Page MenuHomePhabricator

~1 request/minute to intake-logging.wikimedia.org times out at the traffic/service interface
Open, LowPublic

Description

Logstash shows that, according to the log of 5xx responses served by Varnish, we serve about 1/minute for intake-logging.wm.o requests.

They have a TTFB of 60 seconds or very close to such, which is about right for some sort of timeout contacting the backend service.

According to EventGate-exported metrics, it is not serving any amount of 5xx response.

So the issue must be at a layer in between those two within the onion of production.

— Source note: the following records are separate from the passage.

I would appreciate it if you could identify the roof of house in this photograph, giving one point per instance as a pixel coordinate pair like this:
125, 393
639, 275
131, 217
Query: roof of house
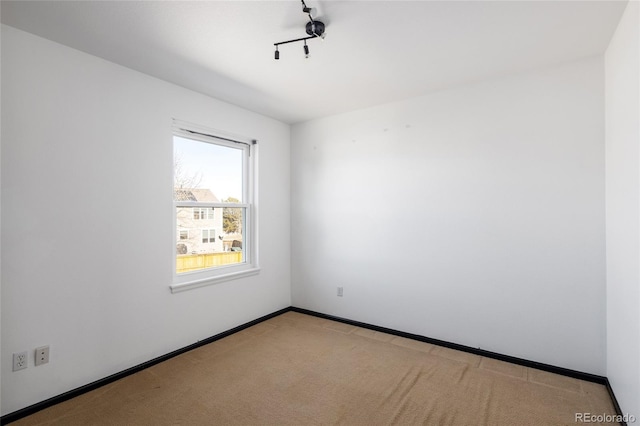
194, 194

I thought that a small level of CPU throttling on the eventgate-logging-external-tls-proxy k8s job might be the issue, but I mostly fixed that and yet the issue persists. (My theory was that it's hard to mentally model the effect of CPU throttling, and it was an issue at approximately the 'right' location within the onion.)

Event Timeline

CDanis created this task.

Clients will retry automatically so this isn't a huge deal, but it does merit investigation at some point.

Idea: Could missing-revisions (T215001) be related to this?

fdans added a subscriber: fdans.

Just pinging @Ottomata for when he's back from vacation.

Ottomata added a project: Analytics-Kanban.

Interesting. So we don't know exactly where the timeout is occurring? Assigning to me to remember to look into this.

BBlack added a subscriber: BBlack.

Removing Traffic for now - although it could get added back if some further investigation indicates our infra is the cause (and that it's fixable and worth fixing)

Just a quick update that, after a year, this is still happening, on both intake-analytics (50x/minute =~ 0.8x/sec) and intake-logging (1-2x/minute).